SUMMARY OF THE INVENTION
[0012] The invention provides a process for inhalation therapy employs a pressurized unit dose package. The packaging process involves uniformly mixing a pre-weighed amount of finely divided substance with a known volume or known weight of liquid nitrogen. A uniform dispersion of the powder in the liquid nitrogen medium is obtained after mixing. Small volumetric measures of liquid may then be drawn from the liquid reservoir and deposited in the unit dose package. The package is sealed before all of the nitrogen has evaporated so that, after completion of evaporation, the container is pressurized. Alternatively, the liquefied nitrogen may be allowed to evaporate to dryness and a metered portion of a liquefied gas metered into the package, which would then be sealed prior to the liquid evaporation. The metered liquid dispersions may be deposited into any of a wide variety of individual capsules, blister packs, or other forms of packaging pre-forms. Metering and controlling the filling volume may be carried out using any of a number of well known high-speed filling line systems. A preferred method employs liquid nitrogen although, alternately, other liquefied gases may be employed.

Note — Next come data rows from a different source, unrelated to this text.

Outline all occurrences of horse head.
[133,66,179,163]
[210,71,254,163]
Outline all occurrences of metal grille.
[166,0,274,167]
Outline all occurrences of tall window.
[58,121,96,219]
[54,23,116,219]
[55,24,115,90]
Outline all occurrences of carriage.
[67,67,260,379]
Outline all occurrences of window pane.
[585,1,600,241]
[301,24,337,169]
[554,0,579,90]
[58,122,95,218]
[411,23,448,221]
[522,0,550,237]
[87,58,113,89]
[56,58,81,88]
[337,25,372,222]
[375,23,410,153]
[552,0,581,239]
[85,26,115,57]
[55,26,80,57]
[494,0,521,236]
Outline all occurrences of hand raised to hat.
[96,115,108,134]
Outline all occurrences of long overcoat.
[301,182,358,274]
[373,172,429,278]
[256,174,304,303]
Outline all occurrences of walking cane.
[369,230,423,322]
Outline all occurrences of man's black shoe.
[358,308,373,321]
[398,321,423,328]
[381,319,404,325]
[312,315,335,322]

[0013] Our co-pending application Ser. No. 09/427996, teaches the use of liquid nitrogen dispersions to provide very uniform small doses of powder packages for inhalation therapy. This method of this invention extends the utility of employing liquid nitrogen to provide a pressurized package for rapid aerosolization of medicament powders in inhalation therapy.

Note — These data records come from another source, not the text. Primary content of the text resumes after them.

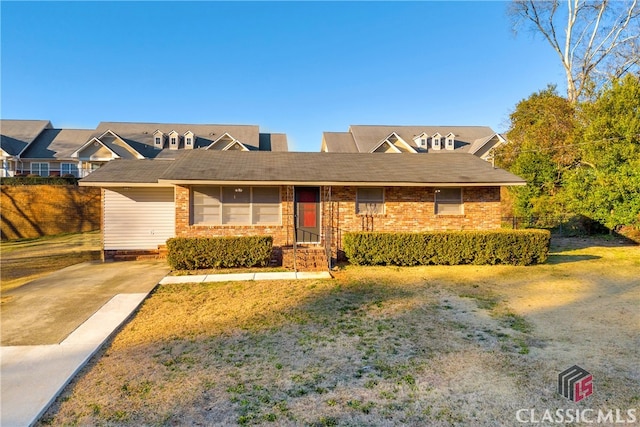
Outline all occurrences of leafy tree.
[496,86,578,221]
[564,74,640,229]
[509,0,640,103]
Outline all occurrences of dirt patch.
[0,232,101,296]
[41,236,640,426]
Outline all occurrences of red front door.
[295,187,320,243]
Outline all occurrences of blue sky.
[0,1,563,151]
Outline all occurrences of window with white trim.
[31,162,49,176]
[191,186,281,225]
[435,187,464,215]
[356,187,384,215]
[60,163,78,177]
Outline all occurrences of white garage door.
[103,187,175,250]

[0014] Inhalation therapy is carried out by loading a unit dose into an inhaler and then puncturing, slitting, or otherwise rapidly opening the pressurized package. The high velocity turbulent gas aerosolizes the medicament powder within a chamber in the inhaler and the resultant aerosol inhaled to deliver the powder to the lung.
[0015] The advantages of employing liquid nitrogen in this application include:
[0016] 1. Liquid nitrogen is chemically inert both because of its chemical makeup and extremely low temperature.
[0017] 2. Liquid nitrogen is very low in cost; high volume prices are about twenty cents per pound.
[0018] 3. Liquid nitrogen has a low viscosity, which is of value in processing and mixing.
[0019] 4. Liquid nitrogen has a very low dielectric constant, which is useful in stabilizing dispersions.
[0020] 5. The extremely low temperature of liquid nitrogen allows powders to be comminuted without fear of generating high temperatures, which might change the properties of the active ingredient.
[0021] 6. At room temperature, liquid nitrogen rapidly evaporates.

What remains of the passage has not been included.